Tú no eres mi papi

Tú no eres mi papi

TONY PÉREZ
Jamás pensé que Darío lloraría alguna vez. Y menos como lo hizo aquella noche de cervezas en un rincón dominicano en Puerto Rico: desconsolado, abatido.  Pero con muchas ganas de tender un puente mágico que le colocara en un abrir y cerrar de ojos en la República, sin la mediación del mar que ahora le aterroriza.  Quiere volver y borrar de su mente cualquier rastro de la ilusión por unos cuantos dólares para mejor criar a su hijita . Antes de irse en yola y escuchar “las voces tenebrosas” del Canal de la Mona acercarle a la oscuridad de la muerte, él era un tipo de armas a tomar.

En los ochenta y principios de los noventa, saltaba como un sapo por los grupos de la izquierda más agresiva. Sus allegados le consideraban un tipo capaz de todo y por eso la Policía le buscaba cuando no estaba preso. Todavía eran tiempos de represión de las ideas en Dominicana.

No era intelectual, pero compensaba con la solidaridad; llevaba alimentos a sus camaradas escondidos, por encargo de las esposas. Gozaba haciendo travesuras y mostrando su guapeza.

Hasta que un día se cansó de ser revolucionario sin comida para él y su hijita.

Este mulato no sabe cómo sobrevivió a la travesía. Lo cuenta mientras las lágrimas surcan su cara árida.

 El canal parecía una tromba dispuesta a cobrarle la factura máscara: la vida. No tuvo sin embargo tan mala suerte como otros viajeros dominicanos que abordaron la débil embarcación.

Sobrevivió. Aunque dos o tres años después decía que hubiera preferido ser manjar de tiburones hambrientos que  actor en el infierno que para él es Puerto Rico.

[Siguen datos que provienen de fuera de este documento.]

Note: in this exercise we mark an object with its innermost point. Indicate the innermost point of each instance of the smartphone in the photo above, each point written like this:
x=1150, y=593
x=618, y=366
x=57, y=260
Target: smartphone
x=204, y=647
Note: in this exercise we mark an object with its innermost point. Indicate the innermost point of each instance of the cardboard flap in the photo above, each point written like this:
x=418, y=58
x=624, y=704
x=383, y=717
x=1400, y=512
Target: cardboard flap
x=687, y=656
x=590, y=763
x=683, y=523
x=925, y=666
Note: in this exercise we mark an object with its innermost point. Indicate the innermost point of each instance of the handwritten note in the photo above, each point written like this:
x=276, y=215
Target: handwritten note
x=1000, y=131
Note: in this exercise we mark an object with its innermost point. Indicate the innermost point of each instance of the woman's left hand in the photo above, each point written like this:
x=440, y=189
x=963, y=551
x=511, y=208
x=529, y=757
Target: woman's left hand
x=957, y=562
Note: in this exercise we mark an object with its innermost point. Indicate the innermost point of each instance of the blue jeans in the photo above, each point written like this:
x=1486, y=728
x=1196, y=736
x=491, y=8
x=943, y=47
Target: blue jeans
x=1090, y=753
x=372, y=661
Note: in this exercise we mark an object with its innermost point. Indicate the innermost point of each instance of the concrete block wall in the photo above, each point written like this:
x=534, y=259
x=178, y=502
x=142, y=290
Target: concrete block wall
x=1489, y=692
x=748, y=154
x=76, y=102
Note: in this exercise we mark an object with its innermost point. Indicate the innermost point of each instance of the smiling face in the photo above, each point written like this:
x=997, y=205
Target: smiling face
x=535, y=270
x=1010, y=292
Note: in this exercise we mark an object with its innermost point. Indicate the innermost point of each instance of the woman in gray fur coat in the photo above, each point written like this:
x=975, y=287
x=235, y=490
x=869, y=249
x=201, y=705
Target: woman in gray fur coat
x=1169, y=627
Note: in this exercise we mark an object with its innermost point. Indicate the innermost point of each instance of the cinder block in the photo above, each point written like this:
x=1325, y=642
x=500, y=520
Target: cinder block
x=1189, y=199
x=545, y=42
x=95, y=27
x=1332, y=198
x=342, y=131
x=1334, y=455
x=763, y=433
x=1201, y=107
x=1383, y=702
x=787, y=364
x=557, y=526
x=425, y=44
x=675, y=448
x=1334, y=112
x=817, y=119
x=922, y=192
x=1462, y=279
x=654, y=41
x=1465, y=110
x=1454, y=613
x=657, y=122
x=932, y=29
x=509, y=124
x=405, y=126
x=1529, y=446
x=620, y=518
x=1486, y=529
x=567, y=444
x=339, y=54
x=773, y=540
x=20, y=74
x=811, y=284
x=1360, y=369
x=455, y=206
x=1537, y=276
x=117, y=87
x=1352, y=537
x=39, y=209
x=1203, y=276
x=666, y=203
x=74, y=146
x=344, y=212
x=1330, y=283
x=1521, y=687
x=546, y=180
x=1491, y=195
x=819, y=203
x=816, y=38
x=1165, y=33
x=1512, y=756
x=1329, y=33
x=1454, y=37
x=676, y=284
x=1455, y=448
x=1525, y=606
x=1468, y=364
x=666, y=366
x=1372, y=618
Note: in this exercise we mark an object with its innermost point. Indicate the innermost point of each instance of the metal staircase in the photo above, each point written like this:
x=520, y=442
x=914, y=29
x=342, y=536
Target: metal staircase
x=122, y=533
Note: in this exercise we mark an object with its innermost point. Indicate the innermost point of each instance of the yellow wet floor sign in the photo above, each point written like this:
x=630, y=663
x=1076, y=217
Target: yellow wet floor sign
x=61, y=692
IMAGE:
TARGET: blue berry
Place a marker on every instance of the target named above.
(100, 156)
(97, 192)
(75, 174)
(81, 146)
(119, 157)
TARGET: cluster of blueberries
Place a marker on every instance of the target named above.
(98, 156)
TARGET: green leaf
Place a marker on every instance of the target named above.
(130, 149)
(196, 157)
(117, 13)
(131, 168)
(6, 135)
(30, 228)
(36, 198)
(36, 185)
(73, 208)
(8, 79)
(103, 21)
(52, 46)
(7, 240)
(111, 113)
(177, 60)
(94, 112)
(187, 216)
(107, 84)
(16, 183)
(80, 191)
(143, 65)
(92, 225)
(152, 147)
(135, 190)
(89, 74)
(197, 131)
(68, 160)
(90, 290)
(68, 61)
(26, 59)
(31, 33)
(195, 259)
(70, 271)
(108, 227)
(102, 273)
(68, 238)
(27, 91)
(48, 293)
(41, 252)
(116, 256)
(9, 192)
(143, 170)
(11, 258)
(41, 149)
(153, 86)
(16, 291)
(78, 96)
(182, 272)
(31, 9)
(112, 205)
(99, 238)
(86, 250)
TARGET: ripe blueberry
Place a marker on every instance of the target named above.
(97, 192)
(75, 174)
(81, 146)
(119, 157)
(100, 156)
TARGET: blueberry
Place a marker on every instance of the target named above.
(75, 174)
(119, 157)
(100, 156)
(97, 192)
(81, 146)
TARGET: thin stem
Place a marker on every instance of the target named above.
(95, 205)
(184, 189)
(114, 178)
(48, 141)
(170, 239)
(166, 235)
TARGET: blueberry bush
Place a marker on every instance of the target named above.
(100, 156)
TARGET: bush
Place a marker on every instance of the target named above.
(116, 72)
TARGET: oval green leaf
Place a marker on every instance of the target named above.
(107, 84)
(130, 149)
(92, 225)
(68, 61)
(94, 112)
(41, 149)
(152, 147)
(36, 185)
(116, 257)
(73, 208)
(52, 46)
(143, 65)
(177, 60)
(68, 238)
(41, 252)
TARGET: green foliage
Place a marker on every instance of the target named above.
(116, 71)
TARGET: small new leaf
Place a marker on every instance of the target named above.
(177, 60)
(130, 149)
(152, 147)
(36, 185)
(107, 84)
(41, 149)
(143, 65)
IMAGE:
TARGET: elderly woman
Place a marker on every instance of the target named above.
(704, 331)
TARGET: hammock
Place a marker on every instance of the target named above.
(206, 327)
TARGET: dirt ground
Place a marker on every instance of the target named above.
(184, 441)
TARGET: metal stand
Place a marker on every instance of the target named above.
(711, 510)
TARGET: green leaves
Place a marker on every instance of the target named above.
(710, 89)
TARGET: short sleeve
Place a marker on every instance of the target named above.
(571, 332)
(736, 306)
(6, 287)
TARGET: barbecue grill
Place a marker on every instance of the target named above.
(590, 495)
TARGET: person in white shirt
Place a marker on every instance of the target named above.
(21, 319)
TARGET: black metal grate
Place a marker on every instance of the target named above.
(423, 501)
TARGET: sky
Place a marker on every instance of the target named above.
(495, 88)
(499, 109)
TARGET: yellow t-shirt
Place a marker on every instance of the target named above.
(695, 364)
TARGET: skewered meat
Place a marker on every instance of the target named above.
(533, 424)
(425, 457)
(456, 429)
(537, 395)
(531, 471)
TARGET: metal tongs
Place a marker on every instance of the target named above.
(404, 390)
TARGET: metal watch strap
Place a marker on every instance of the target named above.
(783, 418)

En esa isla de violencia la vida se le convirtió en un ciclón. Cada día era una pesadilla. Tuvo que aprender a mezclar cemento y pegar bloques. Colgarse de edificios para pintar paredes. Impermeabilizar techos a fuego limpio, a pleno mediodía tropical.

El dinero que cobraba le quedaba muy lejos a los gastos obligatorios en renta, energía, transporte, comida, su hija, su compañera.

Y para colmo era considerado un ilegal, es decir, un ser humano sin derechos. No podía… o no quería entenderlo.

Ahora en la crisis, con la hija de su adoración a unas cuantas millas de tiburones y potentes corrientes marinas, la locura casi le atrapaba. Nadie que le conociera antes podía creer en esa escena desarrollada justo al lado de una vellonera moderna que tocaba bachatas, salsas y merengues dominicanos.

Temí por su vida cuando masculló que portaba un revolver. Durante un par de minutos estrelló su cara sobre la mesa y las cervezas y vasos se contornearon. Algo más grave le pasaba, mas se resistía a contarlo.

 Lucía impotente. Al final decidió narrar el mal que le atormentaba: Una noche cualquiera, sentado frente a la misma mesa donde está ahora, pretendía olvidar las penas apurando tragos de ron puro y luego cervezas frías.

 Al filo de las doce, ya chocado por la bebida, se levantó y fue al teléfono público cercano (tenía una clave para llamadas internacionales sin pago alguno).

Primera llamada a su casa: “Aló”. Una voz varonil le contestó al otro lado. Darío colgó y atribuyó al alcohol la llamada fallida. Segundo intento: “Alóuuu”. La misma voz.

Darío volvió a colgar. Sintió que estaba dominado por la borrachera pues ni siquiera podía hacer una llamada. Tercer intento y respondió la misma voz de macho:“Alóu”.

Darío enderezó la cabeza y recuperó la razón. Comprendió que el mejor amigo de luchas se había convertido en asiduo huésped de su hogar tan pronto él enfiló proa para la Isla del Encanto.

Y su hijita, su adorada hijita, al te quiero mucho e iré pronto para llevarte muchos regalos, le respondió con profunda inocencia: “Darío, ya tú no eres mi papi, mi papi es.”

Y Darío se derrumbó en llantos. Sólo susurró lloroso: “Ella no ha sido leal como mi madre”.